2 yıl önce gittiğim Karadeniz turunda Artvin-Hopa'da verdiğimiz yemek molasının ardından otobüsümüze binerek yine aynı ilçede yer alan ve Gürcistan'ın başlangıç noktası olan Sarp Sınır Kapısı'na ulaştık. Sarp Sınır Kapısı'na otobüs ya da özel aracınızla gittiğiniz zaman kolay kolay geçiş yapamıyorsunuz. Asıl problem ise ülkeye geçiş sırasında gişelerde başlıyor. Bir de bayram arefesi yoğunluğu olduğu için kalabalığın daha da arttığını zaten hissedeceksiniz. Neyse, yaşadığımız sorunun ardından Karadeniz'in Akdeniz'i diye adlandırılan Batum gezimiz böylece başlamış oldu.
Benim Batum turu sırasında gözüme en çok çarpan mekansa Piazza Meydanı ya da İngilizce'deki tabiriyle Piazza Square oldu. Daha çok konferans ve konser gibi etkinlikler için kullanılan meydanın orta kısmında bulunan yere döşenmiş mozaikler dikkat çekicidir. Mimari özellikle dikkat çeken meydan tipik bir İtalyan havası vermektedir. Burayı gezerken de kendinizi Piazza'dan ziyade İtalya'ya gitmiş gibi hissediyorsunuz. Ayrıca mola için meydanın içerisinde birçok kafe var. Gezi sırasında çok yorgunsanız eğer bir kahve içerek yorgunluğunuzu üzerinizden rahatça atabilirsiniz.
Benim ailemle oturduğum kafede tam wifi ararken masada bir internet şifresi olduğunu gördüm ve şifreyi hemen girdim. Adamlar çok akıllıca bir yöntem kullanarak wifi şifresini masanın altına koymuşlar. Ee işi biliyorlar sonuçta. Keşke bizim ülkemizdeki kafelerde de öyle birşey olsa. En azından garsonları meşgul etmezdik.

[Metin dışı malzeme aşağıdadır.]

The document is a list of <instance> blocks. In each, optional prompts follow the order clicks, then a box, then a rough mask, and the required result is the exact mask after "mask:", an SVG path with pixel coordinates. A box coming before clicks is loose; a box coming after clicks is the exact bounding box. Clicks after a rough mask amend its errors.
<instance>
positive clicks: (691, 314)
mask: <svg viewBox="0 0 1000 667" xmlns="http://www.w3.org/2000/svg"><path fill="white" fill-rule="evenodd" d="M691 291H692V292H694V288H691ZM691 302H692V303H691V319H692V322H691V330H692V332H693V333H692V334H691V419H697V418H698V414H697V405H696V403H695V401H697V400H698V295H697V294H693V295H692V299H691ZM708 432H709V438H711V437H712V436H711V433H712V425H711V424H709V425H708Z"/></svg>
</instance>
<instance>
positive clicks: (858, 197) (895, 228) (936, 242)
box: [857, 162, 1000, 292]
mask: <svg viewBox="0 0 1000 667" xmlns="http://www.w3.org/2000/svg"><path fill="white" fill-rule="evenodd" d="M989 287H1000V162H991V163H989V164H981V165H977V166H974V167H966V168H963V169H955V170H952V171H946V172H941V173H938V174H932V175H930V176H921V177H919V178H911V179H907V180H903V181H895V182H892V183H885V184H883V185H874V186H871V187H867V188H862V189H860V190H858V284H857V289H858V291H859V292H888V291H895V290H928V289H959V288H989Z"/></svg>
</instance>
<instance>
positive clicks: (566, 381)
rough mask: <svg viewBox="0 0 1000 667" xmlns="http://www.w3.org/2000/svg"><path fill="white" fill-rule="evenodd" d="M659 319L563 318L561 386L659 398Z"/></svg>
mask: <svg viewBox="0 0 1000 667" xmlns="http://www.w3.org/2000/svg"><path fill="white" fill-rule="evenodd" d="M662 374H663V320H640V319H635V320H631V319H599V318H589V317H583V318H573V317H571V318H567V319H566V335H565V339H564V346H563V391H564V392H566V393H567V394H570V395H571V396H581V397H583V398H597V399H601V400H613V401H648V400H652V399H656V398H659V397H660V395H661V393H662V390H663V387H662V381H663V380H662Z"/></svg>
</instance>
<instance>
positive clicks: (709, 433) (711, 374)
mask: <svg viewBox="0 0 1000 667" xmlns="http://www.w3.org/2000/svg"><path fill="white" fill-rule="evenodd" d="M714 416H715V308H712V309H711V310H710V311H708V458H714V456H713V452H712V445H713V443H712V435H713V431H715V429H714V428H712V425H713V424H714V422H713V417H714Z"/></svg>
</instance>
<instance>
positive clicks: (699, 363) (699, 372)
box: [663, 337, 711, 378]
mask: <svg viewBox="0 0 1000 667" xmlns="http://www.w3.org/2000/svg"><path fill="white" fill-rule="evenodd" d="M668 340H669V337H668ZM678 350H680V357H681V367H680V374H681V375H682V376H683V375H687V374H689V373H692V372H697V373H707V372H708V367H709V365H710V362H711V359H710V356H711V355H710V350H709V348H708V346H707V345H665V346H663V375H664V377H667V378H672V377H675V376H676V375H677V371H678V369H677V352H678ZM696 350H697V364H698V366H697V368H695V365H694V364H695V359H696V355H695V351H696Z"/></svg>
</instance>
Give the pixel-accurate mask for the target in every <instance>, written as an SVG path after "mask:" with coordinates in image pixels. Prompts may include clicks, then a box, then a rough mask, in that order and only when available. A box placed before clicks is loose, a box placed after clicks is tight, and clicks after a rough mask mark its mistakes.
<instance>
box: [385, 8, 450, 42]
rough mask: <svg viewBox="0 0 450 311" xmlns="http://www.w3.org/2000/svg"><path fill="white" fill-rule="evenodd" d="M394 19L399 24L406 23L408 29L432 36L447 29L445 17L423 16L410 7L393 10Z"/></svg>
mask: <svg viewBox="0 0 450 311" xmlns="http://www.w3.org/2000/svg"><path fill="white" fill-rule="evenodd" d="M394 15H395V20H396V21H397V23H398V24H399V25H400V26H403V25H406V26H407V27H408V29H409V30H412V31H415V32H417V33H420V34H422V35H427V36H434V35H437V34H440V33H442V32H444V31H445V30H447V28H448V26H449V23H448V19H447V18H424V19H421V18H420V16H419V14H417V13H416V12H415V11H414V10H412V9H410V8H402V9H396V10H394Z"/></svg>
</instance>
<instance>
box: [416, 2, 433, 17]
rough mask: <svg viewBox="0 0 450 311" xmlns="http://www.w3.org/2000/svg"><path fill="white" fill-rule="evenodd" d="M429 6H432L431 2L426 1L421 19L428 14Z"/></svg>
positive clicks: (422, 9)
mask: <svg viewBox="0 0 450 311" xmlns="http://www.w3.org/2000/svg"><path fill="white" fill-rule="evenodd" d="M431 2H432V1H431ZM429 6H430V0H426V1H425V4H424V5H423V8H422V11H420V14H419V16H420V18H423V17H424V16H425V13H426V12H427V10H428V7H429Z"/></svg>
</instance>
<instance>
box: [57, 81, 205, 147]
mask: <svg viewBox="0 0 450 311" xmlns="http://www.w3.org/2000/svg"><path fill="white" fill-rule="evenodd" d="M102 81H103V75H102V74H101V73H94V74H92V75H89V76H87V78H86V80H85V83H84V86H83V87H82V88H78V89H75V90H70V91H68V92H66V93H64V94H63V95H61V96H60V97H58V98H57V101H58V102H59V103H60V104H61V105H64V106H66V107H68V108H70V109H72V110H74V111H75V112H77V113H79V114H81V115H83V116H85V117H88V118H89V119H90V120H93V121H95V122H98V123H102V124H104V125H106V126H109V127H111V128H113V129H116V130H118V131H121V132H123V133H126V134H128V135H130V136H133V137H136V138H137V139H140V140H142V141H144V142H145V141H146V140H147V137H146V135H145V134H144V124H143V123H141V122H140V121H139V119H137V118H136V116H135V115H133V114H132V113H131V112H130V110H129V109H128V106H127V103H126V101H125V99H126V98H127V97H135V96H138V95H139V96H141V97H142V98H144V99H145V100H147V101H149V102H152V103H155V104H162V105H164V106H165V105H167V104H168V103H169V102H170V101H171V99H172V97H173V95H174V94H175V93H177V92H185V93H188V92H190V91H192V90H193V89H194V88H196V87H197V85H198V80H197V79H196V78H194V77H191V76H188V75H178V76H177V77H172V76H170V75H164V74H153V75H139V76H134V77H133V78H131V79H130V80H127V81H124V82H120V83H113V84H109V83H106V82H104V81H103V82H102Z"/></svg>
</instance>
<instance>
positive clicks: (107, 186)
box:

Batum'da gözüme çarpan ikinci yer ise Tiyatro Meydanı'nda yer alan Posedion Heykeli oldu. Hristiyanlığın başlagıcı sayılan Yunan Tanrılarından biri olan Poseidon Heykeli'nin hikayesi ise şu şekildedir: en tepede mızrağıyla birlikte denizler Tanrısı Poseidon, onun altında su veya meyve taşıyan masumiyetin simgesi çocuklar, onların altında ise bolluk ve bereket simgesi kadınlar vardır.
Aynı şehirde gözüme çarpan 3.heykel ise Ali ve Nino heykeli oldu. Batum Limanı'nın yakınlarında bulunan 7 metrelik bu heykel Azeri genci Ali ve Gürcü prenses Nino'nun trajik aşkını işlemektedir. Aynı zamanda "Aşk Heykeli" adıyla da bilinmektedir. Heykel: Amerika’da yaşayan heykeltıraş Tamara Kvesitadze’nin, Azeri yazar Kurban Said’in, Azerbaycanlı genç ile Gürcü kız arasındaki aşkı anlattığı “Ali ve Nino” öyküsünden esinlenerek yapılmıştır. Heykelin tamamı çelikten olup özellikle de gece muhteşem bir görüntüye sahiptir. Buraya Gürcü gecesinden dönüşte uğramıştık ve özellikle de ışıklarla da aydınlatılmıştı. O kadar müthişti ki "Anlatılmaz yaşanır" diyeceğiniz türdendi.